That message is not well worded for this situation. It means that instead of web sockets for the changes feed, the replicator is falling back to HTTP(s) transport (HTTP or HTTPS depending on the endpoint the replication was given).
Is there an easy way to verify the replication is happening over HTTPS? We restarted the Sync Gateway from command line to watch its output and didn’t see anything that immediately indicated HTTPS over normal HTTP, and then we actually saw a few “TLS handshake error” messages every so often. These seem to be intermittent at best: several GETs and POSTs will all go through fine but then suddenly a PUT fails with the TLS handshake error, then some more GETs and successful PUTs.
I can try to put together a cleaned-up log if you think it would help, but otherwise just some way for us to confirm things are working as we think they are would be great. If not, no worries as we can probably just Wireshark it and figure it out that way.
Do you happen to know which endpoints are being called that cause the TLS handshake errors? That usually happens when a replicator is setup with HTTP against an HTTPS backend, but I think it could also happen if the client in question doesn’t understand TLS 1.2. If all requests are coming from the same client then this is not possible (it won’t intermittently fail) but one situation I’ve been in is where I forgot to shut down a separate client and it was causing issues without me realizing.
EDIT Just to be clear about the message about falling back to HTTP, all that happens is that the replicator shuts down and starts back up with the same settings, except UseWebSocket will be switched to false.
We have Sync Gateway configured for HTTPS and we have the iOS code using the NSURLSession-based handler which should get us TLS 1.2.
I should have mentioned sooner we are doing cookie-based authentication in case that makes a difference.

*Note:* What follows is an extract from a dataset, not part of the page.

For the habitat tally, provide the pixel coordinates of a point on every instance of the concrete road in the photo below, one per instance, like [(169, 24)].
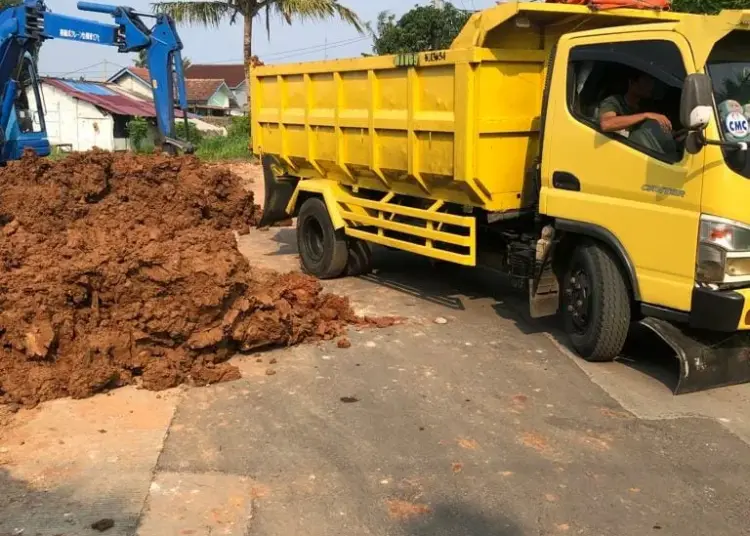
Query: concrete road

One of our developers discovered that if we use SetCookie with the Secure parameter set to false we no longer see the WebSocketSharp.doHandshake() exception in our app’s log, but we still see the TLS handshake errors in the Sync Gateway log (coming from our app). Is this bad to have SetCookie use “Secure = false” despite pointing to an HTTPS endpoint?
A section of the Sync Gateway log output can be seen here:
Note there is one changes feed set to “normal” and then others are “websocket”.
The Secure=true property of a cookie just tells the client not to send that cookie over a non-SSL connection. This is useful if the cookie contains sensitive data. Secure=false is a no-op AFAIK, since that’s the default.
In any case, cookies won’t have any effect on the SSL handshake, since that happens well before cookies are sent.